Adam has really championed this thing and championed the product He is really respected and is super talented and super bright…He has always had a really great car. It’s just never had a really good engine. We just want to help with the engine.”
You just mentioned opportunity. What do you see as the big opportunity here?
Cressman: It’s just recognizing where the customer is. Customers have totally been segmented to some degree…You have a bunch of companies that used to service this market that have gone really much more designer oriented. And you have got some that have been purchased by whatever entity and they no longer exist…We just saw a real need for the bricks and mortar and the clicks and mortar market we serve and we don’t really deviate. We have not to date really deviated from that core competency to serve that segment of the market, so this is just an extension of that.
What do you think Magnussen add to the equation?
Cressman: We have people that have come from that background of a little bit more tailored and better end goods, but there is no difference when it comes to logistics, containers, supply and demand management and inventory and quality control procedures. So all of those things which I think that Magnussen has had a good reputation for are just parlayed into this…So there is a little bit of still a separation of church and state on the creative side, but there is not a whole bunch of separation of church and state in that we are going to flow it into California and it is going to come from California, and if you want to buy this, then this is the traffic lane. So I think that is where the opportunity is. So you can leverage what Magnussen is and get velocity… and we can deliver in the lanes.
Adam, what are your thoughts on the opportunities with this new brand?
Tilley: I think there is a bit of an old school spirit in what we are trying to do – sort of a return to the old school in the sense of prioritizing relationships, respecting the vendor-customer sort of relationship – and not try to reinvent the wheel. Let’s not forget what has worked for quite some time. If we can sort of stand on the shoulders of those folks who came before us and improve on some of their ideas, but not throw a lot of those ideas out, then I think there is a lot of business to be done. And that’s certainly the way I grew up and I know that is something that Nathan has been really good at – listen to your customers, treat them fairly, let’s try to not get too far out over our SKUs and good things are going to happen.

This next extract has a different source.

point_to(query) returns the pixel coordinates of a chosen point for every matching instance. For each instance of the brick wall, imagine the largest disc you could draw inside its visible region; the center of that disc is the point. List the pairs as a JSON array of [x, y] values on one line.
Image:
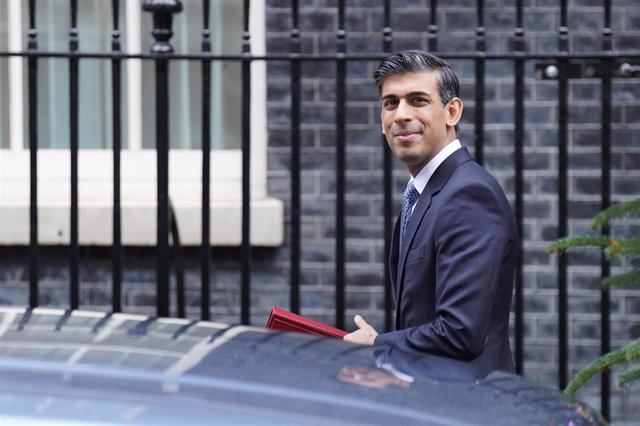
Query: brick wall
[[457, 23]]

We are not taking a “lower end” company high end – that has never been a consideration. The price points Magnussen targets are lower than where we are targeting, but the disciplines and processes that are in place will work with everything. Frankly it is a lot of what the high end has been missing. And a lot of the folks on the team here have high end back grounds. So it really feels like an absolute blessing that this thing has come together at this time – It just feels like the best of both worlds.